Redesign and optimize an existing app to implement a highly scalable backend architecture.
- Node v.10.15.3 https://nodejs.org/en/
- Nginx v.1.15.10 https://www.nginx.com/
- Redis v.5.0.4 https://redis.io/r
- Docker v.18.09.2 https://www.docker.com/
- AWS ec2 https://aws.amazon.com/ec2/
- MongoDB v.4.0.3 https://www.mongodb.com/
- PostSQL v.11.2 https://www.postgresql.org/
All necessary dependencies are stored in package.json.

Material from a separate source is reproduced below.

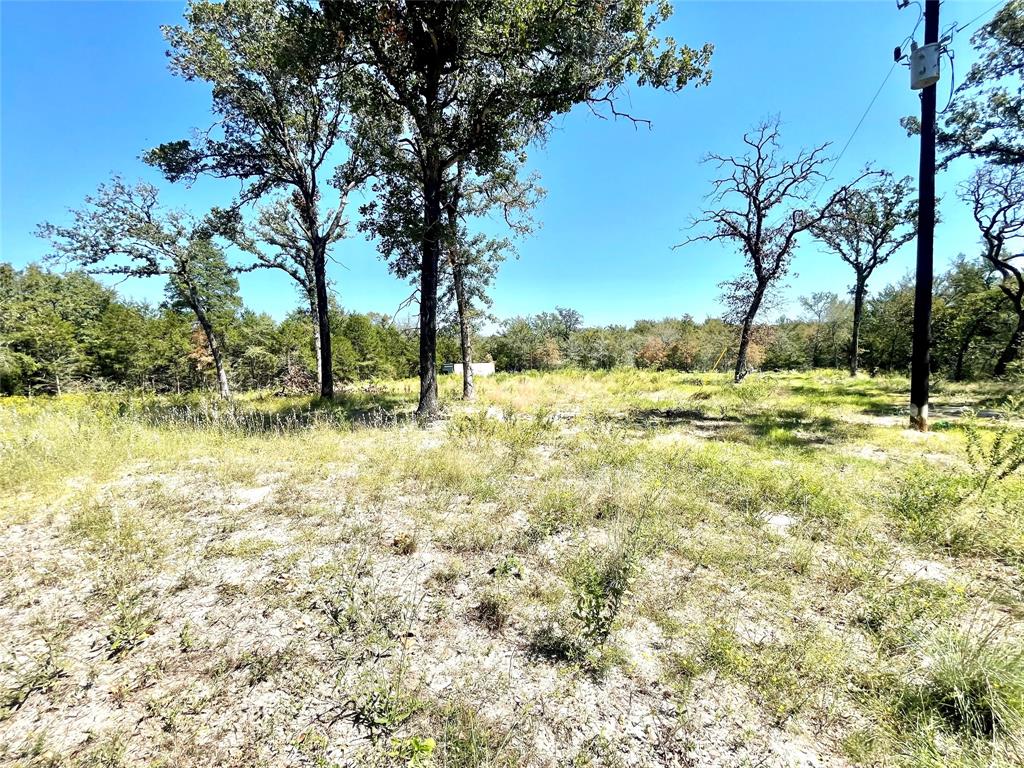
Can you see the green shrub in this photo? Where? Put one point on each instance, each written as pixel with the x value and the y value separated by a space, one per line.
pixel 973 685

To install all dependencies:
npm install
To run the client:
npm run react-dev
To run the server :
npm run server-dev
-
The goal of this project was to handle the throughput of 500 RPS and at a latency of less than 2000ms.
-
Through the steps that I took in the final and the optimizations that I made, I achieved a final metric of 1.2k RPS throughput at a 42ms latency.
-
The key factor guiding all of my big decisions in this project was the use case of my component. Thinking about the add-to-cart component, transactional integrity, and immediate consistency of data is of the highest importance, meaning if a user decides to buy, let’s say 10 of the same products, but there are only 9 items available and that is reflected in the database, the user should be notified of the limit.
-
With that in mind, I generated 40 million records to emulate production level data sets.

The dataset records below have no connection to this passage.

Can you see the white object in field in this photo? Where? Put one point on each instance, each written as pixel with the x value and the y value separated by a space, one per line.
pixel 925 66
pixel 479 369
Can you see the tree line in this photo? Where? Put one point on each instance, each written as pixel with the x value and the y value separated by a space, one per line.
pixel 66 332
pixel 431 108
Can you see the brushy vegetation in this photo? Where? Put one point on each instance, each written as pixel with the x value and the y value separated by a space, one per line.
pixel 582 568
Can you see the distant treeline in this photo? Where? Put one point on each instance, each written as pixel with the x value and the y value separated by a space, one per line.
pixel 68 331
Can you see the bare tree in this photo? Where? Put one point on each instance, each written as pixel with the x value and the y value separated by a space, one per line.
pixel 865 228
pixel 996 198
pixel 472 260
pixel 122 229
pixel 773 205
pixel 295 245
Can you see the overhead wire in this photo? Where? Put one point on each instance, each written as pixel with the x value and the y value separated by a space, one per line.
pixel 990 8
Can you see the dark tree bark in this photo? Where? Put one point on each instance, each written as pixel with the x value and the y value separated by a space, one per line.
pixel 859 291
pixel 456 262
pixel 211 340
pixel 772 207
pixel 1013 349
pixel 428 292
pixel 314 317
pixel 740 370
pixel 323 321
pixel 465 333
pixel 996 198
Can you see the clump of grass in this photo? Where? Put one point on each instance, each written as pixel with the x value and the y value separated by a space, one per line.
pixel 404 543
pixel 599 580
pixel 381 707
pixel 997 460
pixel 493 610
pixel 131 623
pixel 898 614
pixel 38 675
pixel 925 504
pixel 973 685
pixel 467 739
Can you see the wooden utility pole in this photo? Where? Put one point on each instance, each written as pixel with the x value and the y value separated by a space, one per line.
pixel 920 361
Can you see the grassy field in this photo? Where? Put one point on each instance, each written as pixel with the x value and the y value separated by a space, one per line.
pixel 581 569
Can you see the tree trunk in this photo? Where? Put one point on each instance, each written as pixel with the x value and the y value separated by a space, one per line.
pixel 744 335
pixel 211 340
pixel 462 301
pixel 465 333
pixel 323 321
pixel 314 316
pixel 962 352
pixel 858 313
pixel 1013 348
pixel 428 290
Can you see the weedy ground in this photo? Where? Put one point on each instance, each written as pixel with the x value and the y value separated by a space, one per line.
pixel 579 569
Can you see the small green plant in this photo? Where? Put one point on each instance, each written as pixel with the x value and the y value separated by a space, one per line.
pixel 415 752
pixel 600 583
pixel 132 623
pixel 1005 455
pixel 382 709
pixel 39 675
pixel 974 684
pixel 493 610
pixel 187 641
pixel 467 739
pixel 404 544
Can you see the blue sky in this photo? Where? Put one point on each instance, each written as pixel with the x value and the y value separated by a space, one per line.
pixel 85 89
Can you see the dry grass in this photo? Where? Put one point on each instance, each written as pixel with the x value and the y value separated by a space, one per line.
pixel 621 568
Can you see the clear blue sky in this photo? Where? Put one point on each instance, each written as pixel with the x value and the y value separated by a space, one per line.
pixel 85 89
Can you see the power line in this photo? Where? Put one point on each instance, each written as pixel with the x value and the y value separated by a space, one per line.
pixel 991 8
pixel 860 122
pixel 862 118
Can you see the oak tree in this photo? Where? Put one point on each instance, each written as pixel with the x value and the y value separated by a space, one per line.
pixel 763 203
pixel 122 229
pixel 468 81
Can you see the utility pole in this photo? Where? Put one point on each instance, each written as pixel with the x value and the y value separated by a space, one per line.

----------**3 big decisions**---------
-
Deciding which DBMS to go with: The very first step I took in the project was deciding which DBMS to go with. After seeding 40 million data records to mimic real life example, I've decided to compare MongoDB with PostgreSQL on reads and writes. MongoDB had a better reads time than PostgreSQL. PostgreSQL outperformed MongoDB at writes. Apparently, there's this trade-off here where MongoDB is faster at reads but PostgreSQL is a lot faster at writes. To make my decision, I referred back to my components use case; users are browsing far more than they are writing or replying. So I came to a conclusion to prioritize the performance of a read and go with MongoDB.
-
Horizontally Scaling: After dockerizing my app using Docker and deploying my containers to my AWS ec2 instance, I stress tested my app using loader.io. It was breaking at ~190RPS. At this phase, I identified that a potential bottleneck for me was the fact that I only had one server. It was apparent that one server was handling all the stress of these load tests where thousands of requests are happening. So I decided to explore this by** horizontally scaling** using Nginx. I used the default round-robin load balancing settings and setup 3 instances. After doing more load tests, an interesting observation was made where implementing Nginx definitely allows more requests to be handled, but there was a diminishing marginal benefit for using Nginx. The throughput performance decreased by 10%.
-
Caching: Identified that my bottleneck now is the database. I explored the option of using Redis caching method. I dockerized Redis and deployed to each instance and optimized throughput performance by 300%.